Shrek director Andrew Adamson to direct Beasts of Burden
|NEWS - MOVIE NEWS|
And I would have gotten away with it too, if it wasn't for you anthropomorphic pets...and your ogre-ish director...
Depending on which side of the fence you sit, this news will either leave you feeling somewhat jubilant, or a little disconcerted. However, for those of you unfamiliar with Beasts of Burden, allow me to enlighten you.
Originally introduced in anthologies The Dark Horse Book of Hauntings, Witchcraft, and Monsters, Beasts of Burden follows the paranormal jaunt of six investigators through the idyllic town of Burden. However, unlike the Winchester boys of Supernatural, and the ever-meddling clique of Scooby-Doo, our heroes within Beasts of Burden consist of five dogs and one cat! Yes, you heard me correct - this comic book series, created by Evan Dorkin and Jill Thompson, combined paranormal investigation with anthropomorphic pets, offering the reader a fresh approach in what is often seen as a somewhat diluted genre.

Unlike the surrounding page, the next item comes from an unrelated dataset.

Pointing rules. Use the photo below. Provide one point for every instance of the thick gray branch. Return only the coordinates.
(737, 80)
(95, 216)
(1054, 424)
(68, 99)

So, such is the prevalence of comic-book-to-movie adaptations at present - and the rather painful success of the Twilight series (I'm sorry, but I just can't bear it) - that this Eisner award-winning series was always going to be a tempting venture for any (and many) of the top film studios; and with confirmation of a CGI-embodied transformation, the question now turned to who was best suited to direct.
If internet gossip is to be believed, a number of names were being considered, including fan favourites Guillermo del Toro, Peter Jackson and Sam Raimi. Sure, I even read somewhere that Zack Snyder was in the runnings, and after the remarkable job he did with Watchmen (for his sake, I'll ignore Sucker Punch), who could blame them? Yet after much talk - and frivolous amounts of speculation - The Hollywood Reporter has confirmed that Andrew Adamson (of Shrek and Narnia fame) is the lucky suitor, and that he will be joined throughout by Strange Weather Films partners Aron Warner and Mike Richardson of Dark Horse Entertainment (talk about being watched closely!).
Adamson, as mentioned, was the director of family favourites Shrek and Shrek 2, but soon moved on to The Chronicles of Narnia: The Lion, The Witch and The Wardrobe and its subsequent sequel, Prince Caspian. Furthermore, Adamson is believed to have had heavy input in the final Shrek productions (is that a good thing?) and is executive producer of its Joey-styled spin-off, Puss in Boots (incidentally, as is Guillermo del Toro). Both he and Warner have extensive experience within the world of CGI - as the above franchises have proved - but is this enough to guarantee the film's success?
While filming dates and/or cast are yet to be confirmed, I'm certainly excited by this project. Call it silly, but there is just something about talking animals that gets me every time. After all, it can't be worse than Scooby-Doo 2: Monsters Unleashed, can it?